Josep María Miró, infectologist: "Let's see if we can induce cells that suppress HIV in other patients"

The researchers at the Hospital Clínic de Barcelona know that they have a unique case, pure gold, on their hands. A woman has been able to overcome HIV after suffering the acute phase of the infection without taking medication. The patient's immune system has reacted in a unique way to present a "functional cure" for 15 years. The virus is in her body, but at very low levels. There is no disease.

The team of toilets has not known until now what has been the mechanism that has achieved this global phenomenon. One of its members, Dr. Josep María Miró, from the Clínic's infectious disease service, tells in this interview how this successful microscopic battle works, the journeys they have followed to corroborate what the analytics showed and the "optimistic" implications that may have for the future of millions of people who are still living with this pandemic.

After 15 years of monitoring this patient, it is now that they have managed to find out how she does it.
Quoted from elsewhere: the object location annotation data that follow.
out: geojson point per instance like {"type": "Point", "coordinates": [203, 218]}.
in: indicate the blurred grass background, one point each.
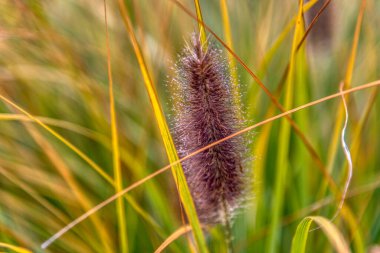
{"type": "Point", "coordinates": [53, 63]}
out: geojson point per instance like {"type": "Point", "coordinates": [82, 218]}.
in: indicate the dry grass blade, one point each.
{"type": "Point", "coordinates": [123, 238]}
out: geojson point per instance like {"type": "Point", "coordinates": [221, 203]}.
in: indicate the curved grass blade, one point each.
{"type": "Point", "coordinates": [163, 169]}
{"type": "Point", "coordinates": [284, 143]}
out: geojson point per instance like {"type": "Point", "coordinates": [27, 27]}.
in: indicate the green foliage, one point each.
{"type": "Point", "coordinates": [62, 138]}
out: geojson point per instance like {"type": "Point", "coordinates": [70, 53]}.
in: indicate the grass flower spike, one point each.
{"type": "Point", "coordinates": [204, 113]}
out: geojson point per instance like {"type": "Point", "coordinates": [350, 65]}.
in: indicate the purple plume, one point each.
{"type": "Point", "coordinates": [204, 113]}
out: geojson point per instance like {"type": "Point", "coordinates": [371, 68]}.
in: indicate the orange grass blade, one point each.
{"type": "Point", "coordinates": [177, 171]}
{"type": "Point", "coordinates": [163, 169]}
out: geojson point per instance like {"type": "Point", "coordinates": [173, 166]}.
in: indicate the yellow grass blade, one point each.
{"type": "Point", "coordinates": [122, 227]}
{"type": "Point", "coordinates": [63, 169]}
{"type": "Point", "coordinates": [163, 169]}
{"type": "Point", "coordinates": [177, 171]}
{"type": "Point", "coordinates": [178, 233]}
{"type": "Point", "coordinates": [335, 237]}
{"type": "Point", "coordinates": [61, 138]}
{"type": "Point", "coordinates": [280, 39]}
{"type": "Point", "coordinates": [284, 139]}
{"type": "Point", "coordinates": [228, 39]}
{"type": "Point", "coordinates": [14, 248]}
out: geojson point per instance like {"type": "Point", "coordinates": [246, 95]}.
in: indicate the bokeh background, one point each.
{"type": "Point", "coordinates": [53, 64]}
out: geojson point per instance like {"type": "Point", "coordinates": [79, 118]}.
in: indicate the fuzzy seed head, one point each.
{"type": "Point", "coordinates": [204, 113]}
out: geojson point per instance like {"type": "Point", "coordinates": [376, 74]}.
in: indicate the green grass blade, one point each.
{"type": "Point", "coordinates": [332, 233]}
{"type": "Point", "coordinates": [284, 139]}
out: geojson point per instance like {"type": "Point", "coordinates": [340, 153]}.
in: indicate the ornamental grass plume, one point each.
{"type": "Point", "coordinates": [204, 112]}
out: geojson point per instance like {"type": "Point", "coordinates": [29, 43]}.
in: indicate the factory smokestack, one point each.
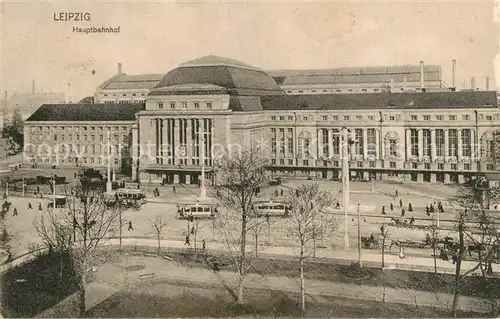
{"type": "Point", "coordinates": [454, 73]}
{"type": "Point", "coordinates": [422, 75]}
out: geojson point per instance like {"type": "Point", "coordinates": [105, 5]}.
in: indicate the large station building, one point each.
{"type": "Point", "coordinates": [157, 126]}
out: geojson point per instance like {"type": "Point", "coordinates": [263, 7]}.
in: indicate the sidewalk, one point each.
{"type": "Point", "coordinates": [166, 271]}
{"type": "Point", "coordinates": [415, 263]}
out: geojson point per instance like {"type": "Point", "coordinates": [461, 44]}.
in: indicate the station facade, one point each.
{"type": "Point", "coordinates": [204, 107]}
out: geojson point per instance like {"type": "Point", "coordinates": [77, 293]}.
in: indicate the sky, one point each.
{"type": "Point", "coordinates": [157, 36]}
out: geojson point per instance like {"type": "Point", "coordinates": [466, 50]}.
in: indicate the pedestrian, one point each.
{"type": "Point", "coordinates": [401, 252]}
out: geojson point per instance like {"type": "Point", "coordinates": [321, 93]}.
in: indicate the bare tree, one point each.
{"type": "Point", "coordinates": [478, 231]}
{"type": "Point", "coordinates": [307, 203]}
{"type": "Point", "coordinates": [238, 177]}
{"type": "Point", "coordinates": [92, 223]}
{"type": "Point", "coordinates": [158, 225]}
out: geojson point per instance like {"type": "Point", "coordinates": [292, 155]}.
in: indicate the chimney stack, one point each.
{"type": "Point", "coordinates": [422, 75]}
{"type": "Point", "coordinates": [454, 73]}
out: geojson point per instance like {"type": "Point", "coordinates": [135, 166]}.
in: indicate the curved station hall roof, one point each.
{"type": "Point", "coordinates": [231, 76]}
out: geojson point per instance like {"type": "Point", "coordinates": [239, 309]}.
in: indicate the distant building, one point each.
{"type": "Point", "coordinates": [123, 88]}
{"type": "Point", "coordinates": [213, 103]}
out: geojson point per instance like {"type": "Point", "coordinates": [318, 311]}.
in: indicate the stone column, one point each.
{"type": "Point", "coordinates": [459, 138]}
{"type": "Point", "coordinates": [433, 144]}
{"type": "Point", "coordinates": [408, 144]}
{"type": "Point", "coordinates": [420, 143]}
{"type": "Point", "coordinates": [330, 143]}
{"type": "Point", "coordinates": [365, 146]}
{"type": "Point", "coordinates": [446, 143]}
{"type": "Point", "coordinates": [473, 148]}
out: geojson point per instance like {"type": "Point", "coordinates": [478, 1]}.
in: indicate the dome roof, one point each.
{"type": "Point", "coordinates": [237, 77]}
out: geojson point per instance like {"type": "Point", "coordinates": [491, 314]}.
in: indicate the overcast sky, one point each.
{"type": "Point", "coordinates": [156, 37]}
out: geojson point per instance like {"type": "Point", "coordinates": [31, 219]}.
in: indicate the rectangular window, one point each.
{"type": "Point", "coordinates": [452, 142]}
{"type": "Point", "coordinates": [359, 144]}
{"type": "Point", "coordinates": [439, 142]}
{"type": "Point", "coordinates": [466, 142]}
{"type": "Point", "coordinates": [414, 142]}
{"type": "Point", "coordinates": [371, 139]}
{"type": "Point", "coordinates": [427, 142]}
{"type": "Point", "coordinates": [393, 148]}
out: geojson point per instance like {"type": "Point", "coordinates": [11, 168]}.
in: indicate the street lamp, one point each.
{"type": "Point", "coordinates": [109, 187]}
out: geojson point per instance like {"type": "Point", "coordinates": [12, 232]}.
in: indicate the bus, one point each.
{"type": "Point", "coordinates": [197, 211]}
{"type": "Point", "coordinates": [271, 209]}
{"type": "Point", "coordinates": [128, 194]}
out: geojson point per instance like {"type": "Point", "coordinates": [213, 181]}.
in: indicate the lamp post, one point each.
{"type": "Point", "coordinates": [109, 187]}
{"type": "Point", "coordinates": [203, 190]}
{"type": "Point", "coordinates": [345, 183]}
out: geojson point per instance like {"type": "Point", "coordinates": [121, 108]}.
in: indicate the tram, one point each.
{"type": "Point", "coordinates": [196, 211]}
{"type": "Point", "coordinates": [271, 209]}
It is the most important part of the case. This lady entered the study in 2006 and has been undetectable for 15 years [el virus no aparece en las analíticas] and now it has been possible to know the mechanism by which the virus is in the body, but at undetectable levels in the blood and tissues.

What is that mechanism?

She has a very powerful innate immune response against the virus. Basically there are two types of cells. The Natural Killers, natural killers, who are known as NK. And other lymphocytes that are called Gamma-Delta. The conjunction of these responses is what makes the levels of the virus in this lady undetectable.
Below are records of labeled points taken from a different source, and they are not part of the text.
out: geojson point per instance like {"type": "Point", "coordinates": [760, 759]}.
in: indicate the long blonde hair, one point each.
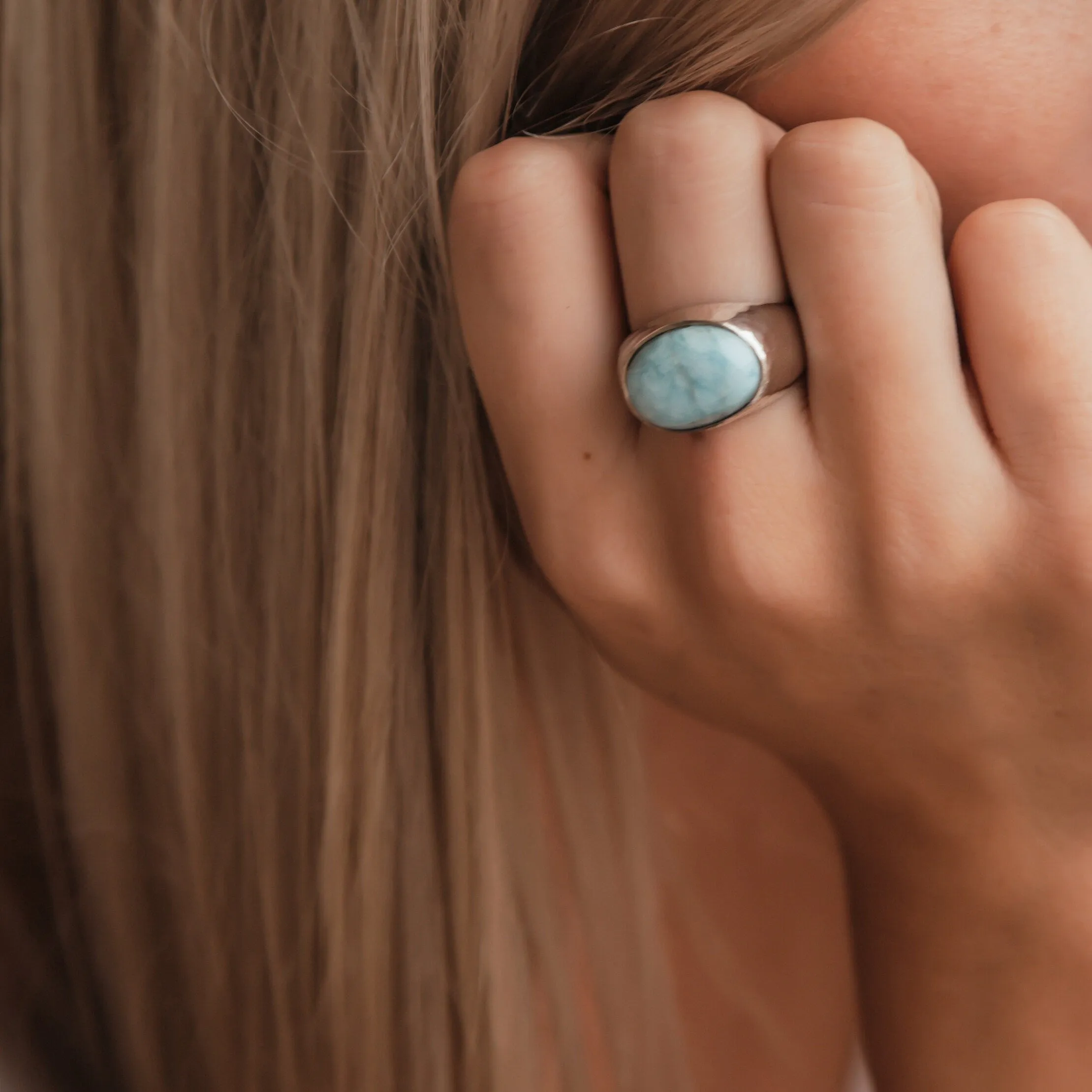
{"type": "Point", "coordinates": [306, 783]}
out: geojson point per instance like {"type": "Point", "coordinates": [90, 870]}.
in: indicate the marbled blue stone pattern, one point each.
{"type": "Point", "coordinates": [692, 376]}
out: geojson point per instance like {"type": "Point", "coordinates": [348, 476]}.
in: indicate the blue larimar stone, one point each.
{"type": "Point", "coordinates": [692, 376]}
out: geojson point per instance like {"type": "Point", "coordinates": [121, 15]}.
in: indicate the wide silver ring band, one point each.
{"type": "Point", "coordinates": [771, 330]}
It is very important because it allows detecting an exquisite control mechanism for 15 years. It remains to be seen whether the treatment he received in his day or other treatments can induce these cells, which could benefit other people infected with HIV.

Does this person have a super immune system or is there a correlation with the treatment they followed 15 years ago?

This is what we are analyzing. We're looking at the other people who were in your treatment arm retrospectively and testing those samples to see if they've developed a similar immune response. We also see if this person has some kind of favorable genetic profile so that he could develop that immunity.

What have they discovered?

This case is different and it is new because, although there is a very small group of people – less than 1% – who do not need treatment for HIV, it is not what has happened with this woman. That group is known as elite controllers and since they are infected they present very low virus levels. In addition, they have a favorable genetic profile and a very powerful adaptive response.

However, she did have an acute phase of the infection.

Yes. He developed an acute HIV infection. He presented high fever, malaise, adenopathies... He came to have infections of the neck and esophagus. It doesn't have a genetic profile like elite controllers and it didn't have that adaptive immune response. He had a serious illness and was treated with antiretrovirals and drugs to stimulate the immune response. And already at the first control stop its particularity was detected.

Why do they stop the treatment?

It is the cotton test: the system is reinforced and the treatment is stopped to see if the virus rebounds or if, at least, it rebounds at low levels. Well, all the patients in her group bounced, but she didn't. At the first stop she didn't, so we began to follow her very carefully. After 15 years and 50 viral load determinations, it has remained undetectable. And now, thanks to advances in immunology and virology, we have been able to determine its mechanism. Before, we didn't have the tools.

I imagine that when they saw the analysis they would rub their eyes. And then even more.

Of course. At first we did other things to corroborate. We saw if we could get the virus from her cells and tissues to check that she was infected, since she had a detectable load early on. And we verified that, by stimulating her cells, we easily obtained the virus. We then sequenced this virus to see if it was complete or if it was missing something that would make it more easily controllable. And it was a complete virus. It was not missing anything and was able to infect other cells in the laboratory. Now, by adding control cells to that virus, even if we stimulate its viral reservoir, it cannot infect cells in the laboratory.

The verification is complete.

We have the double test: the person and the laboratory where, even stimulating cells with the virus, if we add those NK and GD, the virus remains asleep inside them. The immune response is characterized by these two types of cells.

What does this finding mean for the rest of the patients?

It can open some very interesting doors. We know of another virus control mechanism. We are going to see if we can induce these types of cells and other patients can suppress the replication of their viruses. If we could reproduce it, it would open many doors because it would have a very important applicability for many people.

Will you avoid those treatments for life that must be followed today?

Current treatments are very fortunate and increasingly accessible. Patients have suppressed virus and do not transmit it. But taking a treatment for life can lead to its complications due to problems with toxicities or the vital circumstances of the same people who go through different moods or encounter the impossibility of access to medicines and the virus, then, it can rebound, infect and progress the disease. That is why it is good to be able to control the virus and to know if we can generate this type of cells in other people.

The ONU has warned this week that COVID-19 has allowed HIV to regain momentumWhat is your analysis?

COVID has negatively impacted many diseases, not just infectious ones. The diagnosis and treatment of other pathologies has worsened, but it is different in developed or developing countries. There has been a global impact, but uneven. Countries with more resources have been affected less and others much more. In sub-Saharan Africa and South America the number of new cases and deaths from HIV has increased after many years of decline.